Am 26. September 2026 entscheidet der Deutsche Olympische Sportbund bei einer außerordentlichen Mitgliederversammlung in Baden-Baden, ob KölnRheinRuhr, München oder Berlin als deutscher Bewerber ins internationale Rennen geschickt wird.

Ich hoffe, dass der DOSB der Bewerbung von KölnRheinRuhr und damit diesem Unsinn ein Ende setzt. Dann kann sich Köln wieder auf das konzentrieren, was die Menschen im Kölner Norden wirklich brauchen: den zügigen Bau von Kreuzfeld, dauerhaft bezahlbare Wohnungen, moderne Schulen und Kitas, eine funktionierende Verkehrsinfrastruktur und öffentliche Flächen, die auch langfristig der Allgemeinheit dienen.
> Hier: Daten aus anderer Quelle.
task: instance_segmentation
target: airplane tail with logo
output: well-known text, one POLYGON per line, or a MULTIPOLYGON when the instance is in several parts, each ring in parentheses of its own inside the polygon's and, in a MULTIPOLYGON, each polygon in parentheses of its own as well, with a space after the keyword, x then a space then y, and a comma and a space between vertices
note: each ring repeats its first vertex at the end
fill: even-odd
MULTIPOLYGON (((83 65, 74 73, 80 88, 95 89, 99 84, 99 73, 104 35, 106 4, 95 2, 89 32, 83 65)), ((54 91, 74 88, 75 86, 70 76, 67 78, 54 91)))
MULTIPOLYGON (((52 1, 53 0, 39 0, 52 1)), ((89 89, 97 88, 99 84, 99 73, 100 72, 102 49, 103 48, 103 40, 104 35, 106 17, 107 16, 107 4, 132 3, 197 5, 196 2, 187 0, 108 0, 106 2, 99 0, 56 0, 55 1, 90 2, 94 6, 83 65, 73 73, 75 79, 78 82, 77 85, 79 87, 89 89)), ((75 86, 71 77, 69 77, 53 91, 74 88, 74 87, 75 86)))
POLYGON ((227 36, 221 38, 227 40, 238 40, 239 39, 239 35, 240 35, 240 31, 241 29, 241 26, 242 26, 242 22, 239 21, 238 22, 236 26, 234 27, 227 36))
Kreuzfeld darf kein Spekulationsobjekt und kein Experimentierfeld für ein olympisches Prestigeprojekt werden. Kreuzfeld muss ein lebendiger, sozial gemischter und klimafreundlicher Stadtteil für die Menschen sein.

Wohnraum zuerst. Verbindliche Infrastruktur statt olympischer Versprechen. Öffentliche Verantwortung statt privater Renditefantasien.